There was something very special about stitching my last Found Object Mandala, the one on which I placed all eighty-eight keys from my long neglected piano. (Click HERE to access). I knew I gave "second life" to the musical instrument. I knew that my piano now has a better chance to survive a generation or more, possibly long after I'm dead, because I dismantled it and used the parts for art.
Well ... that got me thinking about the quilt that came from my Great Aunt Janet. Her mother stitched it but it had never been used until Steve and I started sleeping under it. How did I know that? First, the faint pencil marks for the hand quilting were still there on the surface. Second, Aunt Janet said she had always kept it in her cedar chest. It was precious to her though she advised us to USE IT ... to sleep under it ... to give it a life outside in the world instead of closed up where no one could see it.
Over the years, some of the feed sack fabrics and dress material used in the Dresden Plate pattern got threadbare. Recently, I noticed that some of these places were totally tattered. It was time NOT to keep using this quilt. That also meant that this special quilt needed a new lease on life. In my hands, that means using sections for my Found Object Mandala series.
(Above: Detail of Mandala CCXIX as seen from an angle.)The first cut was the hardest, of course, but the results are wonderful! I hope Aunt Janet is looking down from heaven and seeing this mandala. She might see serendipitous connections with many of the found objects. Her father-in-law (my great grandpa) worked as a carpenter for the railroad.
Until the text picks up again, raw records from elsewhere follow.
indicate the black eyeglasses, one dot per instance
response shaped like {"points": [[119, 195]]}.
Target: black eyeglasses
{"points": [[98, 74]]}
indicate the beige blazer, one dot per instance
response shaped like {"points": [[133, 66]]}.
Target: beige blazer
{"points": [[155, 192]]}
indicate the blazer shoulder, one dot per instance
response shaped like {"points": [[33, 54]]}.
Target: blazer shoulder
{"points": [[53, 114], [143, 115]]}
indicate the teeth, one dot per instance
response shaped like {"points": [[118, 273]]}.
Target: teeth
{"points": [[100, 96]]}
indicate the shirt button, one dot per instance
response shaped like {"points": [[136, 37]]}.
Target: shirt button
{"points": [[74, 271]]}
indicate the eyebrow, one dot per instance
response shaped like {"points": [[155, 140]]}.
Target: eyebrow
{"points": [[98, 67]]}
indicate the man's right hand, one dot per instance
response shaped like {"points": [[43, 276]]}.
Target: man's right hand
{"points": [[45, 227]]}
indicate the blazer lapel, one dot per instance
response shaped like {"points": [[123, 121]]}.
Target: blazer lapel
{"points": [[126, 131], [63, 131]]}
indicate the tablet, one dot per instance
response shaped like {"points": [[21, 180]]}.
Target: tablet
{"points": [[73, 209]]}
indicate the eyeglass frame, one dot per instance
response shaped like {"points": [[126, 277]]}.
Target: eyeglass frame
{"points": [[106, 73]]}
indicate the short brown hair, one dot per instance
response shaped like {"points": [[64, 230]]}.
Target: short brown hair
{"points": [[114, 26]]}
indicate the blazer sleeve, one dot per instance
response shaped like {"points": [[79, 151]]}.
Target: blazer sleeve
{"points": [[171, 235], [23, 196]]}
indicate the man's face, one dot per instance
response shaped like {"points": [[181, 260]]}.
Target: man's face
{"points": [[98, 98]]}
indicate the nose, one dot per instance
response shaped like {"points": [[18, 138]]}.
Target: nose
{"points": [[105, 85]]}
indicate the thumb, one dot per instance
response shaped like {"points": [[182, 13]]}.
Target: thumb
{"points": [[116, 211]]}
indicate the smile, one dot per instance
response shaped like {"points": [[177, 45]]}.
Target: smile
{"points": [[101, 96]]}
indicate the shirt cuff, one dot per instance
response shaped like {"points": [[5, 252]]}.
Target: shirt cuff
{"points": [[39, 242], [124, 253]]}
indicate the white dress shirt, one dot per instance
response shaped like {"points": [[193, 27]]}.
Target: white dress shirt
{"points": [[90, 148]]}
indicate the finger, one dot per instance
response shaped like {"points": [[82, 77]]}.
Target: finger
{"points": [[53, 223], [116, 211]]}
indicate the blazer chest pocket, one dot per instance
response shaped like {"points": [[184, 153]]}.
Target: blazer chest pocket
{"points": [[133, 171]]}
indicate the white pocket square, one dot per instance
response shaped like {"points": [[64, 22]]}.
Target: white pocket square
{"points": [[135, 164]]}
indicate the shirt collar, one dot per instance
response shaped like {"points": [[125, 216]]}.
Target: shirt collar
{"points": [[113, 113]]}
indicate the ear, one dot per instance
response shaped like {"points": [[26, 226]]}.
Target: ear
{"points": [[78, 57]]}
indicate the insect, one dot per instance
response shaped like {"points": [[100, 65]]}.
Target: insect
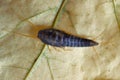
{"points": [[59, 38]]}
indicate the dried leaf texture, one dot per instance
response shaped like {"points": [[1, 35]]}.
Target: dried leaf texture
{"points": [[24, 57]]}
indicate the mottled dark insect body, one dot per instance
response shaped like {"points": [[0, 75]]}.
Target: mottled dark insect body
{"points": [[59, 38]]}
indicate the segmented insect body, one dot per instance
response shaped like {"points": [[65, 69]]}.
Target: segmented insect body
{"points": [[59, 38]]}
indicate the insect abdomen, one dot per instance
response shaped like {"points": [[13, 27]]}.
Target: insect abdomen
{"points": [[73, 41], [61, 39]]}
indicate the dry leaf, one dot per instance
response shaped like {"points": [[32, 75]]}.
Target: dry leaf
{"points": [[24, 57]]}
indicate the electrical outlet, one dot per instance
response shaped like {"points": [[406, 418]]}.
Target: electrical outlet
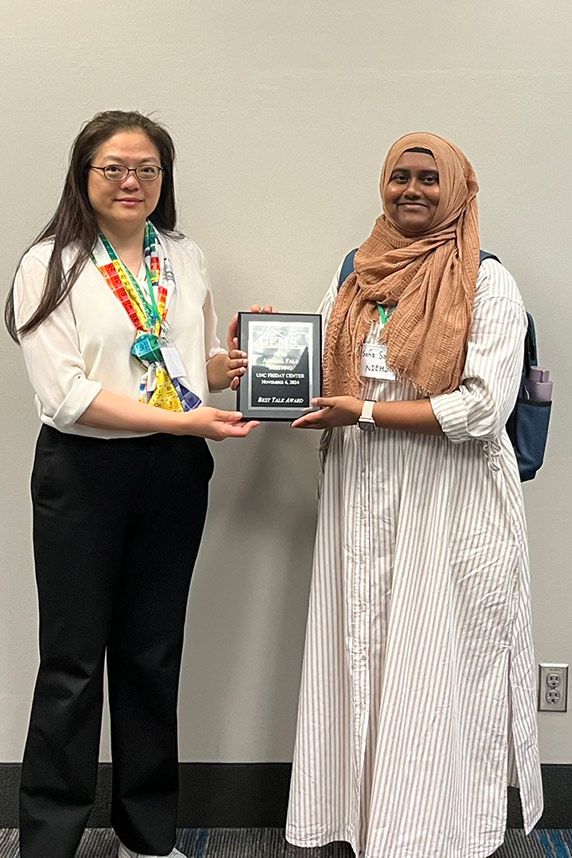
{"points": [[553, 688]]}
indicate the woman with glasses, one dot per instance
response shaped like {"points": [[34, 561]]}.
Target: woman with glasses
{"points": [[113, 311], [418, 701]]}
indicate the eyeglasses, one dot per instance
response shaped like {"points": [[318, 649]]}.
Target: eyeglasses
{"points": [[118, 173]]}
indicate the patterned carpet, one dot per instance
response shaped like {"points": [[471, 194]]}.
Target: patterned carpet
{"points": [[270, 843]]}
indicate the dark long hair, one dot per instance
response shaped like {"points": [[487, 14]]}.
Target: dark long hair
{"points": [[74, 219]]}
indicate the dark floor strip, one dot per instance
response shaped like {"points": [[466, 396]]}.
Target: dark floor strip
{"points": [[270, 843]]}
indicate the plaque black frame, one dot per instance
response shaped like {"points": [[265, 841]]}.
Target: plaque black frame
{"points": [[287, 389]]}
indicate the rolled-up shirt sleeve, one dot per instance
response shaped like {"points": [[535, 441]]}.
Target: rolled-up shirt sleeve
{"points": [[479, 408], [212, 343], [51, 352]]}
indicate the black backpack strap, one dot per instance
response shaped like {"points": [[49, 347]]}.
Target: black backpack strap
{"points": [[347, 267], [484, 254], [530, 349]]}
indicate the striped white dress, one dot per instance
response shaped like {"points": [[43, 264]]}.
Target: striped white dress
{"points": [[418, 704]]}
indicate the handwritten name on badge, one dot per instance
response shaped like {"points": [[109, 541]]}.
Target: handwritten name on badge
{"points": [[374, 362]]}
He did the cabinetry work in first class train cars. The out-of-date rabies tags might remind her of the hunting dogs Uncle Howard dearly loved. The anonymous photographs were mostly from times in their younger days, long before my birth. The thread spools, fabric yoyos, and the little folding travel scissors would definitely make Aunt Janet smile; she was a fine seamstress. Aunt Janet was thrifty and fiercely logical about using what one had instead of pining away for something one didn't have. In my heart, I know she'd be pleased. I will not waste the rest of the Dresden Plate quilt. More mandalas will be created on this beautiful surface. That I can promise!